Apa itu regeneration? Saya membaca tulisan Tim Keller ‘bagaimana membedakan kita ini betul-betul sudah percaya –lahir baru– atau kita ini nominal Christian (Kristen KTP) yang tidak betul-betul lahir baru?’ Lalu Tim Keller memberikan beberapa pertanyaan yang bisa kita tanyakan kepada diri kita sendiri; saya akan kutip 2 saja. Pertanyaan pertama: Bagaimana kehadiran Tuhan secara riil dalam kehidupan saya? Ada sense of God’s presence dalam kehidupan orang yang sudah dilahirkan kembali; nominal Christian tidak bisa menjawab ini karena bagi mereka kehadiran Tuhan itu abstrak, dia tidak pernah berurusan dengan kehadiran Tuhan, Tuhan hadir atau tidak hadir bagi dia tidak relevan, tidak ada juga pengalamannya. “Apa itu kehadiran Tuhan, saya tahu Tuhan itu mahahadir”. Tapi ini bukan bicara Tuhan yang mahahadir melainkan kehadiran Tuhan secara khusus dalam kehidupan seseorang. Pertanyaan kedua: Di dalam pergumulan mengikut Tuhan, bagian Firman Tuhan mana yang mengubah kehidupan saya, yang dulunya saya begini lalu setelah belajar Firman Tuhan saya diubahkan oleh kuasa Firman Tuhan? Poinnya bukan soal hafalan ayat Alkitab, tapi Firman Tuhan yang mana, mengubah kehidupan saya yang mana. Orang nominal Christian tidak bisa menjawab, karena memang tidak pernah diubahkan oleh Tuhan. Mungkin dia memperlakukan Firman Tuhan sebagai wejangan-wejangan moral di antara wejangan-wejangan moral lainnya, jadi orang Kristen yang adat istiadatnya bagus, tahu tata krama, dsb. gambaran-gambaran yang sebatas moral.

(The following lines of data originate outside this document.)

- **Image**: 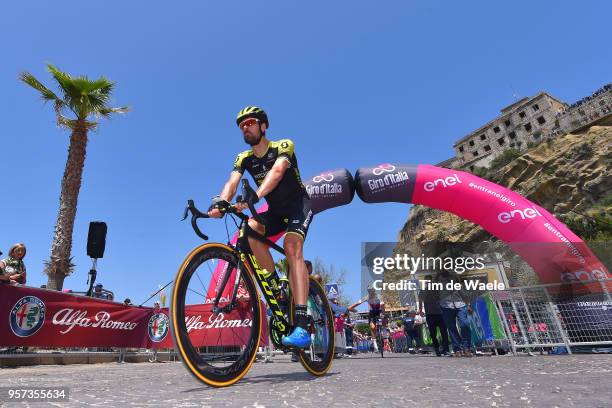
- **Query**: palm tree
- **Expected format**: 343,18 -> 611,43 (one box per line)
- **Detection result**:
19,64 -> 128,290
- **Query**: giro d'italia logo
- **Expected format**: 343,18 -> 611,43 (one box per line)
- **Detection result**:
312,173 -> 334,183
148,313 -> 168,343
372,163 -> 395,176
9,296 -> 45,337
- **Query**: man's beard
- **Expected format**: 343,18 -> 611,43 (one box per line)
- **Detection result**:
243,132 -> 265,146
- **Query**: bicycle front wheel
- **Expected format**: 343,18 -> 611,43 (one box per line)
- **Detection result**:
291,276 -> 336,376
170,243 -> 261,387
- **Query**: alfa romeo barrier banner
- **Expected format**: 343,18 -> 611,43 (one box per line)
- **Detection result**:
0,284 -> 268,348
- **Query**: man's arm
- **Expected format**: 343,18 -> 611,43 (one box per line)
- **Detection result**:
219,171 -> 242,202
208,171 -> 241,218
257,157 -> 290,199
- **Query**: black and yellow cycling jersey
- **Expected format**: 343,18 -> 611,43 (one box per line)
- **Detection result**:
233,139 -> 308,209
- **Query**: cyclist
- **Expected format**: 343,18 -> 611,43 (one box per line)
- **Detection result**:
349,285 -> 385,348
208,106 -> 313,348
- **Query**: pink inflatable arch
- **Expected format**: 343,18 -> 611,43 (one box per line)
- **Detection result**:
355,163 -> 610,291
207,163 -> 612,301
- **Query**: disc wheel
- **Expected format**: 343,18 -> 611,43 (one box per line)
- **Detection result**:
290,276 -> 335,376
170,243 -> 262,387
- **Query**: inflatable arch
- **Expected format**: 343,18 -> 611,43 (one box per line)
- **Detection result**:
209,163 -> 612,300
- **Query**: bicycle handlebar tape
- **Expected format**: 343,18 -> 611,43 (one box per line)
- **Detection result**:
304,169 -> 355,214
355,163 -> 419,203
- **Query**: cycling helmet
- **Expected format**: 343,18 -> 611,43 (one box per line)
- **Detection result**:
236,106 -> 270,127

Saya menambahkan poin yang ketiga, atau boleh dikatakan yang pertama karena ini ajaran dalam Injil Yohanes di bagian ini, apa tandanya seorang dilahirkan kembali? sederhana: dia dapat melihat Kerajaan Allah. Apa itu ‘melihat Kerajaan Allah’? Saya jelaskan secara negatif dulu. Melihat Kerajaan Allah berarti bukan cuma melihat kerajaan dunia. Kerajaan dunia itu visible, menurut prinsip-prinsip dunia. Kerajaan Allah itu invisible, menurut prinsip-prinsip Kerajaan Allah yaitu prinsip-prinsip Alkitab.

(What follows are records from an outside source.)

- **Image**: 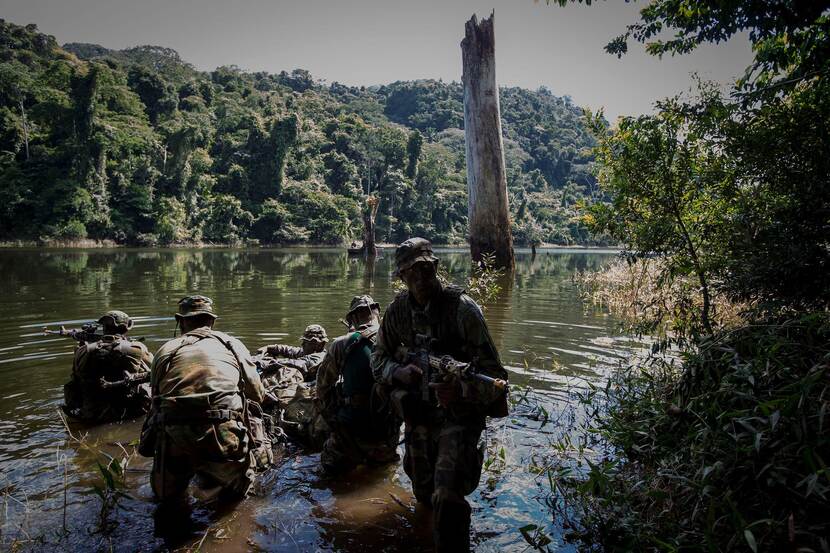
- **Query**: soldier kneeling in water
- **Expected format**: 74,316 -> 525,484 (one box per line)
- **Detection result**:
317,296 -> 403,475
139,296 -> 273,501
257,324 -> 329,387
61,311 -> 153,423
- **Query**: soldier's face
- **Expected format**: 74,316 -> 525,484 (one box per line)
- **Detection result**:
349,307 -> 373,328
303,340 -> 326,355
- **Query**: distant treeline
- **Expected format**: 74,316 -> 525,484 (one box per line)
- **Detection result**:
0,20 -> 603,245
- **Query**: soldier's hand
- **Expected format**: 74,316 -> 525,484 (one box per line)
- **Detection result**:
392,363 -> 424,386
429,379 -> 461,407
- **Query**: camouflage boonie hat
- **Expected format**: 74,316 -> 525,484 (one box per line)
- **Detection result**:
98,310 -> 133,330
303,325 -> 329,344
346,295 -> 380,319
392,237 -> 438,276
176,296 -> 219,319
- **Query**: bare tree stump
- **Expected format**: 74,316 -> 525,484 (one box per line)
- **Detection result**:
461,14 -> 515,270
363,196 -> 380,257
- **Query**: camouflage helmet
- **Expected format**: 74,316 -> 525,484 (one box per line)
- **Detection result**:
176,296 -> 219,319
98,309 -> 133,330
303,325 -> 329,344
346,295 -> 380,319
392,237 -> 438,276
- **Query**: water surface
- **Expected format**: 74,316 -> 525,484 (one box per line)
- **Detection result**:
0,249 -> 642,551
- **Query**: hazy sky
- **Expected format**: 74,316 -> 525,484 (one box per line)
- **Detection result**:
0,0 -> 751,119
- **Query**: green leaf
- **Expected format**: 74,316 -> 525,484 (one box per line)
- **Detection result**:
744,528 -> 758,553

Dunia punya kerajaannya sendiri, punya peraturannya sendiri, punya model citizenship-nya sendiri, punya konsep keberhasilannya sendiri, konsep prosperity-nya sendiri, dst. dst. Contohnya, orang yang berkuasa itu siapa, ada perhitungannya sendiri, misalnya mereka yang punya pangkat, mereka yang punya uang, yang punya koneksi. Kalau boleh dikaitkan sedikit dengan perayaan Chinese New Year, kita banyak terima ucapan dari WhatsApp dan kadang yang dikirim orang Kristen ada ayat Firman Tuhan-nya; saya tertarik menyoroti Firman Tuhan yang biasanya dikutip. Ada sebagian orang yang mungkin kurang kritis, asal kirim, yang menurutnya ada kaitan dengan Chinese New Year yaitu “Chinese dream”; prosperity/ kekayaan, long life/ hidup panjang, dan kesehatan. Tiga hal ini yang penting, hidup panjang tapi sakit-sakitan, ya, ngapain hidup panjang; hidup panjang tapi di kolong jembatan, ya, maleslah; hidup panjang, ya, istana dong. Lalu ditambahkan ayat Firman Tuhan yang ada kaitan dengan kesehatan “…maka panjanglah umurmu di bumi” dari kitab bijaksana, atau dari Mazmur 1 berkaitan dengan prosperity “apapun yang dilakukannya berhasil”. Saya kuatir dengan comot-comot Alkitab seperti itu, jangan-jangan worldview-nya masih sama yaitu Chinese dream tadi, tidak ada bedanya meski jadi Kristen pun masih materialistis, dan paling bahayanya adalah pakai ayat-ayat Alkitab; lalu dia pikir ‘tuh Alkitab saja setuju dengan Chinese dream, buktinya ada dukungan ayat-ayatnya’. Sangat menguatirkan, sambil merayakan Chinese New Year sambil sebenarnya memang itu agamanya, dengan disertakan ayat-ayat Alkitab sebenarnya tidak mengubah apa-apa.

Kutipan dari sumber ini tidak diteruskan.